Uno se propone ser civilizado y hasta moderar el tono, por si contribuyera en algo. Pero se enciende ante tanta basura. Y ante el hecho de que toda esta agresividad gratuita, innecesaria, impresentable y soez la están ejerciendo contra un Estado democrático, contra los ciudadanos españoles y contra la mitad como mínimo de sus conciudadanos catalanes. La patología es que disfrazan la agresión de victimismo, en un juego sórdido que es para vomitar.
A la pregunta de ¿qué se ha hecho mal?, uno está tentado de decir: ¡todo! Porque lo que se ha hecho mal ha sido permitírselo todo durante cuarenta años.

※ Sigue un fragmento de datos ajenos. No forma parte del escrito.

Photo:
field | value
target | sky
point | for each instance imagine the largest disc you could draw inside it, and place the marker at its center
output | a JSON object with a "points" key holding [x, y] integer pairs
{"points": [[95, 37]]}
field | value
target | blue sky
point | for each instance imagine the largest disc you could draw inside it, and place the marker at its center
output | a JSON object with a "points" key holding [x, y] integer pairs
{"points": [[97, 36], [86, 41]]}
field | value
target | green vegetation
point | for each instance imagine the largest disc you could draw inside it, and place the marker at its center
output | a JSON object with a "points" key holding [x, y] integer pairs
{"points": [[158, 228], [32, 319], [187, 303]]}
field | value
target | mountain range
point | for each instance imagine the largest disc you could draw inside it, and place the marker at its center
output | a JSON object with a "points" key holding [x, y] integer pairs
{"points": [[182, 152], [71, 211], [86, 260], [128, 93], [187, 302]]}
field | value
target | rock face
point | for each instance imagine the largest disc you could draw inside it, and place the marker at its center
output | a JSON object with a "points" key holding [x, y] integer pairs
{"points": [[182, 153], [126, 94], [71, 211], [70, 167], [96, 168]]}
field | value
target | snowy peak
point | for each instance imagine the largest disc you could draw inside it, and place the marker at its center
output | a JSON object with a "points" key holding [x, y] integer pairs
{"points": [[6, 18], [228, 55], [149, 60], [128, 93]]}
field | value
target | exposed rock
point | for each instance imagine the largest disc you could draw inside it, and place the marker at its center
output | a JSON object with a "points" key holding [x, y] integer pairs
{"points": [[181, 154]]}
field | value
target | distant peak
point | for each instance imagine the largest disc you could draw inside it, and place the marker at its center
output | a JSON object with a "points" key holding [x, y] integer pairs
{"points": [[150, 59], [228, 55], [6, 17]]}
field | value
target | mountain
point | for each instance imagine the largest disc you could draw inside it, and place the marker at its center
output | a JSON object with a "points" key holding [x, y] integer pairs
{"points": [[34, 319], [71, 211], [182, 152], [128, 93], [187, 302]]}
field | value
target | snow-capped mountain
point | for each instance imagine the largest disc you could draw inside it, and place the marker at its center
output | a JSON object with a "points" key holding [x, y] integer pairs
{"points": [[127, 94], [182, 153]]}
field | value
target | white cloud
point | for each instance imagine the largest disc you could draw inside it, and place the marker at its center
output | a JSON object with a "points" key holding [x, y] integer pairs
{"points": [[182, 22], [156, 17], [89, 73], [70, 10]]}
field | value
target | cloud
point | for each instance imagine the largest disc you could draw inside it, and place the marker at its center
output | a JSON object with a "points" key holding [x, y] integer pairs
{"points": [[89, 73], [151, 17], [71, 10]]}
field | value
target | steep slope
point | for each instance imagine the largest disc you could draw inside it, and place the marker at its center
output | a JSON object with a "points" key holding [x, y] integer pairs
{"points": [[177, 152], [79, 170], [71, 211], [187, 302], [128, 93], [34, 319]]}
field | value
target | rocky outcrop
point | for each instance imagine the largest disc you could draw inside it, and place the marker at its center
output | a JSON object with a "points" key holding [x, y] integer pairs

Lo que hemos hecho mal ha sido lo que no hemos hecho.
Estábamos, en realidad, vendidos. Franco dejó inservible el patriotismo español. Hacía falta una purga, una cuarentena. Todavía a mí, que tenía nueve años cuando el dictador murió, me da reparo coger una bandera española; y de hecho, no la he cogido nunca. Pero esta reticencia (mía y de todos) que, en la práctica, se tradujo en décadas españolas de una incomparable relajación patriótica –que va camino de ser ya nuestro gran tesoro biográfico–, fue aprovechada por los que sí esgrimían una “patria” incontaminada de franquismo: los nacionalistas. De este modo quedaron impunes para ir desarrollando sin obstáculos su propia modalidad de franquismo...
Con frecuencia me acuerdo del verso de Rimbaud: “Por delicadeza perdí mi vida”. La delicada España de la Transición –delicada, sí, digan lo que digan– se va a ir al garete justo por su delicadeza. Seremos los sudistas de nuestro propio país; pero esta vez la derrota será bella, porque será la de los buenos: la de los que estaban contra la esclavitud. Rosa Parks en el autobús de Garganté.